Pinilla solo nos veda el acceso a una de las mentes de la familia que, no por casualidad, es aquella cuyo ímpetu, determinación, músculos y valor se encarga de mantener a flote el barco. Desde la manera de poner un pie delante del otro, hasta la de regatear el préstamo del carro y las mulas, pasando por sus medievales pero efectivas artes de conquista conyugal: todo en Sabas parece sacado de una leyenda inscrita en bronce y fuego. Resultante de una fusión entre Tony Montana, McGyver y todos los chistes malos de Chuck Norris juntos, Sabas, como Scarface, solo tiene en la vida sus cojones y su palabra. Y no los rompe por nadie. Si a esto le sumamos un plus de cabezonería euskaldún, tenemos al personaje más inolvidable del libro. Este acceso no autorizado al mosaico mental del supremo líder es si acaso la incógnita más sugerente que nos deja la novela: ¿qué pensará de verdad, caretas fuera, este hombre que parece estar por encima del bien y del mal, que parece estar hecho de una pasta a prueba de la penuria y el horror?
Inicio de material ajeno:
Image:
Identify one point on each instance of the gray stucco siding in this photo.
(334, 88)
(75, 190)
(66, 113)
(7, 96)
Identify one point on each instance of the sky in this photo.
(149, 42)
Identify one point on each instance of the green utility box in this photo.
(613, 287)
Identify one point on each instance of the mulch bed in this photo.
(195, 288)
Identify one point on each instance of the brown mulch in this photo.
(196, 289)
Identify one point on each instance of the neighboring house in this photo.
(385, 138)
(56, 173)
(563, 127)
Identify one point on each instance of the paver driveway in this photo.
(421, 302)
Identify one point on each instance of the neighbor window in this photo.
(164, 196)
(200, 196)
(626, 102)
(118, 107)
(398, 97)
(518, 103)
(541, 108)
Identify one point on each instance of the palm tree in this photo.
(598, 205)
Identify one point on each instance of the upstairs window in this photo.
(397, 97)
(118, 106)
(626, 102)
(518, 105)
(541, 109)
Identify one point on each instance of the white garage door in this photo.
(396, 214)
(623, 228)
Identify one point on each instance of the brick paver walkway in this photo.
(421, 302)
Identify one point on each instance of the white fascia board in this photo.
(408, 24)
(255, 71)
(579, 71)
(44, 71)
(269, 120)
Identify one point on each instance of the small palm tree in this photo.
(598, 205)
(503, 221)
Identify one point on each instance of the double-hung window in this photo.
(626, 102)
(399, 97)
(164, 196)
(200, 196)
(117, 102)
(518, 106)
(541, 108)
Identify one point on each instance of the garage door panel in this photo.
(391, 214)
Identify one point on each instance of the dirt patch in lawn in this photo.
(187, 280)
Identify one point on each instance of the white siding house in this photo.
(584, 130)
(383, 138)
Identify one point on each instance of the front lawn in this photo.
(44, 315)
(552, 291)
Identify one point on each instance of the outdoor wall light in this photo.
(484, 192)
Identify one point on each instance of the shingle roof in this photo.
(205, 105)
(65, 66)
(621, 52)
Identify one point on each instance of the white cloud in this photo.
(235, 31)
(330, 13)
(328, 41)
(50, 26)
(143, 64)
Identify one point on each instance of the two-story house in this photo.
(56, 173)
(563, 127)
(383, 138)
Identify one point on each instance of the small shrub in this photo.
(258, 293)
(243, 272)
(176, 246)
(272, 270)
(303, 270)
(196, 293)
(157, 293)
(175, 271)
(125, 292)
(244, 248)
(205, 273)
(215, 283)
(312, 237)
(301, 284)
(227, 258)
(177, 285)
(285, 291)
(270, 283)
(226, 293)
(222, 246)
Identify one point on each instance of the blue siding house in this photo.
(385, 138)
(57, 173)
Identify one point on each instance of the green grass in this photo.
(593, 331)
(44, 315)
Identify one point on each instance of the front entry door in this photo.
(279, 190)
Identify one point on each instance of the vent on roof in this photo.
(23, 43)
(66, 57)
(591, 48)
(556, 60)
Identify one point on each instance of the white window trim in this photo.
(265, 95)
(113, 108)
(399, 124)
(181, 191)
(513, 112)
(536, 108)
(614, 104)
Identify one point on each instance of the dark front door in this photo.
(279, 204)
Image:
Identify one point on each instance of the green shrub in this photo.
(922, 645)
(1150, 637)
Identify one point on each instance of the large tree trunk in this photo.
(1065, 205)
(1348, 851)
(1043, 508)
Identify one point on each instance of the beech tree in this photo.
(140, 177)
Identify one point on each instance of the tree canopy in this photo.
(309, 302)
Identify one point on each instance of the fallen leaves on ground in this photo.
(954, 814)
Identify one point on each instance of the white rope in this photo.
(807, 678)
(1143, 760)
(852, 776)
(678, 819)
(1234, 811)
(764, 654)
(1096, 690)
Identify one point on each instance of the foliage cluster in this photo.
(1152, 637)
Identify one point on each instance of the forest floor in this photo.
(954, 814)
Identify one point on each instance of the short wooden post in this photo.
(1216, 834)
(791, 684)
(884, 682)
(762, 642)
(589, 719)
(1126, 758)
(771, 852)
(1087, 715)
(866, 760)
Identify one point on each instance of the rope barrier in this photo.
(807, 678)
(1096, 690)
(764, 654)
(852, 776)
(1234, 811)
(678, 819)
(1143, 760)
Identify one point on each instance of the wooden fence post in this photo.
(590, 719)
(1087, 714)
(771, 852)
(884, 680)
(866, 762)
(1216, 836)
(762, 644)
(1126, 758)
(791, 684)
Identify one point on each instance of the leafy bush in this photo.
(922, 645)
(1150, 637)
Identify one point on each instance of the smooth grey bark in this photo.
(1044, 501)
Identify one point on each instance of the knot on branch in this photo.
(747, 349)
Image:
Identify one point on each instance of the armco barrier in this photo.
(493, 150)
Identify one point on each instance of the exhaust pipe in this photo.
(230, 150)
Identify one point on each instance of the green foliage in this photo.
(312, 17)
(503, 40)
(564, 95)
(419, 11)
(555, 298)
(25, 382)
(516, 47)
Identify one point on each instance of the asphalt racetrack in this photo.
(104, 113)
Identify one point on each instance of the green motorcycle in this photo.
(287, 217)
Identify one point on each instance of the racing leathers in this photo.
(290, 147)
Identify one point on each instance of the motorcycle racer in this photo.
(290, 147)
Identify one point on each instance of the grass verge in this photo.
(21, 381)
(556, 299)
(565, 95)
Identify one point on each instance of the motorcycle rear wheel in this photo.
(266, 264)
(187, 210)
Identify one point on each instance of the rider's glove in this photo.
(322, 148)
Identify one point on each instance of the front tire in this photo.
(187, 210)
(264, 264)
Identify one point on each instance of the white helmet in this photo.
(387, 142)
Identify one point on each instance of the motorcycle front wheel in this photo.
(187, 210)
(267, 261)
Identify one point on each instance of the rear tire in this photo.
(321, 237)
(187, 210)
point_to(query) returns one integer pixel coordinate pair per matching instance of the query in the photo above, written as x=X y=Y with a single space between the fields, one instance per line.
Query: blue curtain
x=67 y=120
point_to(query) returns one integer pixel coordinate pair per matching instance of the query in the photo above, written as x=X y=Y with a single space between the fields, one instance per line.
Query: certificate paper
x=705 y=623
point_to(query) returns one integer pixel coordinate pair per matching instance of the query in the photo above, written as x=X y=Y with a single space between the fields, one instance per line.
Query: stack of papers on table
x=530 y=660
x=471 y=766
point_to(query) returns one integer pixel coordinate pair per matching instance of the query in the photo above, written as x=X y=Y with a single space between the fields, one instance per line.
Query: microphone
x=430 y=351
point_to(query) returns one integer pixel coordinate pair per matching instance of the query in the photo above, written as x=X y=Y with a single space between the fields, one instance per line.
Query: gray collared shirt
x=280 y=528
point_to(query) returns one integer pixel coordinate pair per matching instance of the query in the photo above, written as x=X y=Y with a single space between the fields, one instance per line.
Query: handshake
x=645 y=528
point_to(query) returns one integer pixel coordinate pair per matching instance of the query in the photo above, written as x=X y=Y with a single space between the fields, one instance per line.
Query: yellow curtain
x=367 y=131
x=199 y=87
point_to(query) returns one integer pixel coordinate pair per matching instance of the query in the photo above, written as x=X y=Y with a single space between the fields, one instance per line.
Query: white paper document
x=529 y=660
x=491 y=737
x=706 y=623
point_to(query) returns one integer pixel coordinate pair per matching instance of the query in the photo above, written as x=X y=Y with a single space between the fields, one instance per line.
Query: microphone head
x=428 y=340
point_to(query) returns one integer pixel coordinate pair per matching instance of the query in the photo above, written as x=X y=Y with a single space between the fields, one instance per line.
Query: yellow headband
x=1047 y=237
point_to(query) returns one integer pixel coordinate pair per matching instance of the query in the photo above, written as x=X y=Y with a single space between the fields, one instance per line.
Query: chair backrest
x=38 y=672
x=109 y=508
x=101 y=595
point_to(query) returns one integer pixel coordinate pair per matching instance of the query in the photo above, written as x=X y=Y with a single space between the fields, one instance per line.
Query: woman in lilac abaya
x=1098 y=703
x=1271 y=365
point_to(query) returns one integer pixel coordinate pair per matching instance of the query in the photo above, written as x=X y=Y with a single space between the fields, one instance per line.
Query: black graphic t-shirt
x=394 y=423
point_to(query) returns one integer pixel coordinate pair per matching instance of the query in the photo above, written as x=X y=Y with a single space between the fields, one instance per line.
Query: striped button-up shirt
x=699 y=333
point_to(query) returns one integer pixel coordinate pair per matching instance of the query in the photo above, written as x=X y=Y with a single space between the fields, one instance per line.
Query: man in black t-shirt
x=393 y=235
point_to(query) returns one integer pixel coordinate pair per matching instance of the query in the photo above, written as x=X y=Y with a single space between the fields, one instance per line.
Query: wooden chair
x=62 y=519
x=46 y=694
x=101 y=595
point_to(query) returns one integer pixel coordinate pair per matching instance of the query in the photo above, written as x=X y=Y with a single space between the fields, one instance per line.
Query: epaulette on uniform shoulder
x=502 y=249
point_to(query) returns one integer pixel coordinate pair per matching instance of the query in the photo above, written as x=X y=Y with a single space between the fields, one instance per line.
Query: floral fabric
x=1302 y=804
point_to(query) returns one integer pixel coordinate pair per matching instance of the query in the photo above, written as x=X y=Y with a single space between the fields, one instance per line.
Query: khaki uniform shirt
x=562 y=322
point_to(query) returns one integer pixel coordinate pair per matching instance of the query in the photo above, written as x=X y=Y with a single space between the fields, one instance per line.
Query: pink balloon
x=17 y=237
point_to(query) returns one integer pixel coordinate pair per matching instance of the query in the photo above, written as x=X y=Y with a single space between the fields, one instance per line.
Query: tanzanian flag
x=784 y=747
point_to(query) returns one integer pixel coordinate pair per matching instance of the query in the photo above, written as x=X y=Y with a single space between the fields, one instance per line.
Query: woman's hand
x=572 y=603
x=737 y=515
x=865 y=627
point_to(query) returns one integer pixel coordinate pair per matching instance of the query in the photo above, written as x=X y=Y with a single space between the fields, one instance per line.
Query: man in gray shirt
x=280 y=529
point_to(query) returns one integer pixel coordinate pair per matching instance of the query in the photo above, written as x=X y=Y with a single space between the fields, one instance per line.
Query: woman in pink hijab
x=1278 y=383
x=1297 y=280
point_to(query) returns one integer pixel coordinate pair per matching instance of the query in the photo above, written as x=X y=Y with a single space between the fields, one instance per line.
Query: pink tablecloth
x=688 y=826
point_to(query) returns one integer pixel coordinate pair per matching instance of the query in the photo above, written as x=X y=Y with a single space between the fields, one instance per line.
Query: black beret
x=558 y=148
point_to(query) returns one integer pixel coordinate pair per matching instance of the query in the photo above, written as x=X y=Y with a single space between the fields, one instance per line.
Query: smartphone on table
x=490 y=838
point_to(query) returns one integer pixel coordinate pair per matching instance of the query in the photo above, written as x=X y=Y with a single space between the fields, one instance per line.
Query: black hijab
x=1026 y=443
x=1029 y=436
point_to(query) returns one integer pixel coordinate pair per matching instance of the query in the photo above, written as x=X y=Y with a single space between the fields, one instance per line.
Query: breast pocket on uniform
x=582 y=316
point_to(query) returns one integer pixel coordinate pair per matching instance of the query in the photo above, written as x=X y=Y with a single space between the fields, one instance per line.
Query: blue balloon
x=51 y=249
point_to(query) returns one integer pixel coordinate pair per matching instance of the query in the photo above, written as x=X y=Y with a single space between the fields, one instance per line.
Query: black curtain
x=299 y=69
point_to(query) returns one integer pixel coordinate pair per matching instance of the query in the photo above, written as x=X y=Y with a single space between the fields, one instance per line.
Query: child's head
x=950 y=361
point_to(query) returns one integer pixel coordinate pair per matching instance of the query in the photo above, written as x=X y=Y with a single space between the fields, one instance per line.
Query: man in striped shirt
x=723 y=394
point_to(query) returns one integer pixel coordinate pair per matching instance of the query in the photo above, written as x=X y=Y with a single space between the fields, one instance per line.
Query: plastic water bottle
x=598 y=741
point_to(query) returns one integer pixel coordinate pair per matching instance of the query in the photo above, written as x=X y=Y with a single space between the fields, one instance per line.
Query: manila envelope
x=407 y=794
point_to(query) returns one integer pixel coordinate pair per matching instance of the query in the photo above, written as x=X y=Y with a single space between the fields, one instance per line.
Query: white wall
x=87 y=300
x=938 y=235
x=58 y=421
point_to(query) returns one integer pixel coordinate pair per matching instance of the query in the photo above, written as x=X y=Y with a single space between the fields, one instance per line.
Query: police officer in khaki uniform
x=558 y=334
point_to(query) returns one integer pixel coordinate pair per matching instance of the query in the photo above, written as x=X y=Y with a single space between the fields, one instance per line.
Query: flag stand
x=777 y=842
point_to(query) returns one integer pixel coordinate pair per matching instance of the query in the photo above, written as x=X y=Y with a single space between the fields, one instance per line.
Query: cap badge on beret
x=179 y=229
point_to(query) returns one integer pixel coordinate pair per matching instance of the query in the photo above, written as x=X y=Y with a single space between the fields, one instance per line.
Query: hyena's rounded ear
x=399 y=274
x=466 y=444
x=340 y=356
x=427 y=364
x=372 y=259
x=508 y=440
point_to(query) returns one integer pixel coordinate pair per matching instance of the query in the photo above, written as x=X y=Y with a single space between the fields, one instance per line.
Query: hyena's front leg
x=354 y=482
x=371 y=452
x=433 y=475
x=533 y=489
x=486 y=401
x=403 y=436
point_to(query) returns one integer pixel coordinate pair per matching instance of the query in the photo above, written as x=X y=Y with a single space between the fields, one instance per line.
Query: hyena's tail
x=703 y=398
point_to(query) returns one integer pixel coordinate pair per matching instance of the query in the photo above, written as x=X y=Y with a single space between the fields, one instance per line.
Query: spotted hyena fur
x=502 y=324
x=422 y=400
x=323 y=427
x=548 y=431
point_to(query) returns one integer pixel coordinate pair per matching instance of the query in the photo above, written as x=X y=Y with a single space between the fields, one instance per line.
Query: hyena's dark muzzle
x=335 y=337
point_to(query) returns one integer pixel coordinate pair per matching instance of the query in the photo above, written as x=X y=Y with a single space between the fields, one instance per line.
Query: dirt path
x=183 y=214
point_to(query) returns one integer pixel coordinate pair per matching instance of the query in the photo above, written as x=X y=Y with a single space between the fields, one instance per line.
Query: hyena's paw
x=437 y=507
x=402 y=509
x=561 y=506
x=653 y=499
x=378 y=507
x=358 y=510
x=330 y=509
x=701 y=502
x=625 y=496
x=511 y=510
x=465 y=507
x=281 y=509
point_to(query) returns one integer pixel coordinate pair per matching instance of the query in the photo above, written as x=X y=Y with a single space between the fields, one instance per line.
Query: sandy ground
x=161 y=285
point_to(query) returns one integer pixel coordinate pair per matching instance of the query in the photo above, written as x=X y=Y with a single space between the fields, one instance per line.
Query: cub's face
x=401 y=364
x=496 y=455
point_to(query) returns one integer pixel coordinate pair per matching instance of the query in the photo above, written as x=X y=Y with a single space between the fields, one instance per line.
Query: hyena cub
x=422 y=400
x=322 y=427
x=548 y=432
Un libro que duele de leer, en el que una familia capaz de matar a unos gatitos antes de tener que cederles uno de sus boles diarios (y contados) de leche, se enfrenta a la adversidad, dentro y fuera de casa, en el preciso momento en el que las olas del mar arrastran hasta la playa kilos y kilos de décimos de lotería premiados. La ocurrencia de repartirse el premio entre todos los vecinos, de tan loca, ni siquiera existe. Aquí solo existe la miseria y la oportunidad de rebajarla. Aquí solo existen un carro, dos mulas, y tiempo que estamos perdiendo haciendo el imbécil y que podríamos estar usando para recoger carbón, calor, vida, esperanza. Una ilusión a la que aferrarse. La historia de siempre, contada como nunca. Las ciegas hormigas.